Fuster has made a major contribution over 10 years of work of rebuilding and decorating the fishing town of Jaimanitas in the outskirts of Havana, where he lives. Jaimanitas is now a unique work of public art where Fuster has decorated over 80 houses with ornate murals and domes to suit the personality of his neighbours, he has built a chess park with giant boards and tables, The Artists’ Wall composed of a quilt of dozens of tiles signed and donated by other Cuban artists, a theatre and public swimming pools.

His recent work is recognized as part of Cuba's public art landscape. His large-scale mosaic installations have frequently been compared by commentators to the public works of Antoni Gaudí in Barcelona and Constantin Brâncuși's sculptural ensemble in Târgu Jiu, Romania.

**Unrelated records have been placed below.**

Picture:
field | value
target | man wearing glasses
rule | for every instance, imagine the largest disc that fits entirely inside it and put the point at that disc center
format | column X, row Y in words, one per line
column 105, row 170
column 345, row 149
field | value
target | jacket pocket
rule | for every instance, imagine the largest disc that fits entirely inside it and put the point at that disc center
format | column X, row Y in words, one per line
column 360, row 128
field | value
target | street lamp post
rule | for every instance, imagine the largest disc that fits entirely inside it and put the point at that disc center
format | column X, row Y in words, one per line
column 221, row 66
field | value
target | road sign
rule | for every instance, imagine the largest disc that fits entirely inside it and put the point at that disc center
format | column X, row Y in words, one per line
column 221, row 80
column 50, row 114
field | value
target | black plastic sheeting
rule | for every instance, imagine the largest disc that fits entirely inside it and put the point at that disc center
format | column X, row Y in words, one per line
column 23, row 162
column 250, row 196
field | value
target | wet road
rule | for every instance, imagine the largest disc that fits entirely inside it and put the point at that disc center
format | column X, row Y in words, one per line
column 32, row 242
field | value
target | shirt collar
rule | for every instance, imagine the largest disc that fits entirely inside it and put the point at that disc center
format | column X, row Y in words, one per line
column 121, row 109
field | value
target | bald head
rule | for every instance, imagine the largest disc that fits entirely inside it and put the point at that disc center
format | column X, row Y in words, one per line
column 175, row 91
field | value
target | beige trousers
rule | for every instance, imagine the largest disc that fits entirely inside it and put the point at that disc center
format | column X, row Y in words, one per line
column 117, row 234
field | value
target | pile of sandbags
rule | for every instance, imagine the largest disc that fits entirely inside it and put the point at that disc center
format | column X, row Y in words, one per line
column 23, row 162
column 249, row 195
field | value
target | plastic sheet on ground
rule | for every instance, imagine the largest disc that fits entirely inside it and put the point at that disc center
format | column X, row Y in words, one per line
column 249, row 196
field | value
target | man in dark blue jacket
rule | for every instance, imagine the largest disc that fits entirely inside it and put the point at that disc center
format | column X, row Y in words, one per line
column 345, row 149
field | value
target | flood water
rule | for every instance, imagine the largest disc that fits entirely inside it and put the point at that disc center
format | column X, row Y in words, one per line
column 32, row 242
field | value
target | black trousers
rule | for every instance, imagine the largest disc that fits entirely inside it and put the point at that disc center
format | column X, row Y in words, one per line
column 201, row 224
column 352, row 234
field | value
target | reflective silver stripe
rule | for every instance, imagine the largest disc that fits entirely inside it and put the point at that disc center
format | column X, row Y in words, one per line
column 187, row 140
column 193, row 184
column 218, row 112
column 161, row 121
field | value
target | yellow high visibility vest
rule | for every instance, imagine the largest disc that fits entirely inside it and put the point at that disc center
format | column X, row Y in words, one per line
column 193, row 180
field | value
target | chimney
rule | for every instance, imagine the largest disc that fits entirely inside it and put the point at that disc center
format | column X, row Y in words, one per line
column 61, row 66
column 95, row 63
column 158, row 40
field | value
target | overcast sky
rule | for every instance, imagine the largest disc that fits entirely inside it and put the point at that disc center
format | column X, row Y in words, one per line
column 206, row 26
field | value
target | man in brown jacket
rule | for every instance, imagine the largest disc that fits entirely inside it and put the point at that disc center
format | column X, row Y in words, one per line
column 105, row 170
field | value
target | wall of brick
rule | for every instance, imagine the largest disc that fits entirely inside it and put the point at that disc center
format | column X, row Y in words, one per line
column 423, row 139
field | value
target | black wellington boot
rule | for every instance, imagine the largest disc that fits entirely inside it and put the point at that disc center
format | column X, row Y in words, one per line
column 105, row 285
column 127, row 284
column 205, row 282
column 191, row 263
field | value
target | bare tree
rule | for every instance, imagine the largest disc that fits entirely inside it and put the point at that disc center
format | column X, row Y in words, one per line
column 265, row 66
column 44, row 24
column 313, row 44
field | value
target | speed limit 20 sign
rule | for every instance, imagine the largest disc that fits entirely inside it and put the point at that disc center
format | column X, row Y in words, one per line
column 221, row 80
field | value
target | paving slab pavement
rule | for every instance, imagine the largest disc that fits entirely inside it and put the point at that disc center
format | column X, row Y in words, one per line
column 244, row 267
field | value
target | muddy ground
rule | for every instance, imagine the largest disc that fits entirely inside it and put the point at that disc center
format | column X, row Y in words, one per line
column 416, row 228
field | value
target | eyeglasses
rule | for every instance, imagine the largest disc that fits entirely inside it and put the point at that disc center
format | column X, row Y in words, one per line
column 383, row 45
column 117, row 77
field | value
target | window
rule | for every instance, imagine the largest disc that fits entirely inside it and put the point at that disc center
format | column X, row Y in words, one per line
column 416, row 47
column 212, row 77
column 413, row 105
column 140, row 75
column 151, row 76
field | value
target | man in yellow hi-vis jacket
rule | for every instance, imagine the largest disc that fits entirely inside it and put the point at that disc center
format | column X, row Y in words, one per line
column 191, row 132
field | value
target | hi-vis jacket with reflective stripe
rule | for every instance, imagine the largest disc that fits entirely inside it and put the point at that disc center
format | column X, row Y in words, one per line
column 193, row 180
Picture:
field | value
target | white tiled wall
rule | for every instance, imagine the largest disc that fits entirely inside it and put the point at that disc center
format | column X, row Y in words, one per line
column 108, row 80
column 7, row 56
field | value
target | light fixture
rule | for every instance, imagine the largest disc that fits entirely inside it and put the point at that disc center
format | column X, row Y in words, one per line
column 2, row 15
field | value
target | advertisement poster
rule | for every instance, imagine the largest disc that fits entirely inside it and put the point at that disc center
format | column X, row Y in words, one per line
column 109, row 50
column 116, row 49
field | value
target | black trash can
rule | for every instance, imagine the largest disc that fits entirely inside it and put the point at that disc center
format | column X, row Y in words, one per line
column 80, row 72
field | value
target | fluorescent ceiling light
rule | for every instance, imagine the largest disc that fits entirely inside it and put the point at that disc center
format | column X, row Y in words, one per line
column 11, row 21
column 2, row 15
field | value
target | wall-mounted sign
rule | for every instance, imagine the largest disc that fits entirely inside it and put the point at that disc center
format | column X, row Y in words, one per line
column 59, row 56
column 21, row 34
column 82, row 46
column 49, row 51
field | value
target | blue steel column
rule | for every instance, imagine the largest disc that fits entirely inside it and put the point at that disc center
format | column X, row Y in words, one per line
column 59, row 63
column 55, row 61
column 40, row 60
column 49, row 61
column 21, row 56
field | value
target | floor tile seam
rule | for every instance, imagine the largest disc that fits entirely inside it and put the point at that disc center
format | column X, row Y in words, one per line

Fuster has stated that the project has been financed primarily through the sale of his paintings and ceramic works.

==Awards==
In 1974 Fuster won a prize in ceramics at the IV Salón Nacional Juvenil de Artes Plásticas, held at the Museo Nacional de Bellas Artes de La Habana.

==Collections==
His pieces can be found in collections at the Center for Cuban Studies, New York; the Museo de la Cerámica, Castillo de la Real Fuerza, Havana; and the Museo Nacional de Bellas Artes de La Habana.